Не ожидавшие такого приема гости смешались.
— Эччеленца, мы простые люди… мы не часто встречаем внимание к себе… — начал было синьор Моски, но Небольсин жестом остановил его.
— Вы — мои гости, мы впервые встречаемся друг с другом, и я буду рад выпить бокал вина за здоровье синьориты Лючии и за успех вашего-дела.
Итальянец растроганно посмотрел на Небольсина и тихо сказал:
— Благодарю вас, синьор капитано! Вы напомнили мне кавалеров, воспитанных в духе восемнадцатого века. Я ведь, бродя по свету, немало видел людей! — И, заметив, что Небольсин хочет что-то спросить, сказал: — Да, я пленный солдат великой армии Наполеона Буонапарте, — с гордостью подчеркнул он итальянское происхождение Бонапарта. — Я был в отряде герцога Сардинского, посланного на помощь французам осенью двенадцатого года, но… — он замялся, — из ста двадцати итальянцев до Москвы дошли только сорок два, да и то в качестве пленных. Нас на марше захватили гусары где-то возле Смоленска. Остальные мои компатриоты или разбежались по дороге в Россию, или погибли под пиками казаков.

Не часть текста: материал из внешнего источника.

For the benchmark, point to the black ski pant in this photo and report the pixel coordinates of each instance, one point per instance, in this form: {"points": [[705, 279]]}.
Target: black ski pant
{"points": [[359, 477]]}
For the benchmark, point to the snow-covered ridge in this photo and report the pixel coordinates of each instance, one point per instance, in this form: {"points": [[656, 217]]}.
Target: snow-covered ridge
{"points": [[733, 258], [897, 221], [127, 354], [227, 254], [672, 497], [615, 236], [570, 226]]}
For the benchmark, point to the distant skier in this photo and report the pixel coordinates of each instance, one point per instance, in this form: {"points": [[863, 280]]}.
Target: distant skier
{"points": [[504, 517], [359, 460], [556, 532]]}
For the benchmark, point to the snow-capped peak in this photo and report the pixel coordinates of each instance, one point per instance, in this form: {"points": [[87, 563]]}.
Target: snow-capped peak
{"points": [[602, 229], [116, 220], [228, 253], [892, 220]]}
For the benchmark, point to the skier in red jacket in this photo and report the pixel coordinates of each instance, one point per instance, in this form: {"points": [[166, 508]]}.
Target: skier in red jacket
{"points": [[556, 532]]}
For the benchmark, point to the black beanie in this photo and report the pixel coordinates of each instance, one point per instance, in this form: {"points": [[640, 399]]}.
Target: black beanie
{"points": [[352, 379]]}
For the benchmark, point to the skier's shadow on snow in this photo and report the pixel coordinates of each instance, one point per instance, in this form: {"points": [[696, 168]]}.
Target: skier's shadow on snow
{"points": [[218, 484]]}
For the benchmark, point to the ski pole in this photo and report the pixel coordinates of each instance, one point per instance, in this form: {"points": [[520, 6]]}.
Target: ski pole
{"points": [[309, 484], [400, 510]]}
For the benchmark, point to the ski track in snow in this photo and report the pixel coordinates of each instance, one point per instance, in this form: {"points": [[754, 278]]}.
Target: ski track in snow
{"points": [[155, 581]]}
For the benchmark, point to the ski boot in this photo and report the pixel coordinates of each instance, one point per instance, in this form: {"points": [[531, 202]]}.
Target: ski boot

— О, так вы, оказывается, старый солдат! — одобрительно сказал Небольсин.
— Какой там солдат! Я был с самого детства артистом, пел на площадях и улицах песни, ходил по канату, глотал огонь и шпагу, знал десятка три фокусов, а главное, играл в разных пьесках в дни ярмарок и карнавалов в Пьемонте. Меня и забрали в солдаты прямо со спектакля, в гриме и парике. Герцогу нашему нужно было по требованию французов послать роту пьемонтцев на помощь императору… Так мы очутились в России.
— А вы, мадемуазель? — спросил Небольсин.
— А я — гречанка. Уже два года работаю в труппе синьора Моски, пою, танцую, жонглирую. Мы недавно были в Москве, Туле, Ставрополе, а после вас поедем в Тифлис…
— И не утомляют вас такие передвижения?
— Что же делать? Надо жить, надо работать, — пожимая плечами, спокойно ответила мадемуазель Лючия.
Синьор Моски медленно допил свой бокал, отказался от второго, просительное выражение опять появилось на его лице.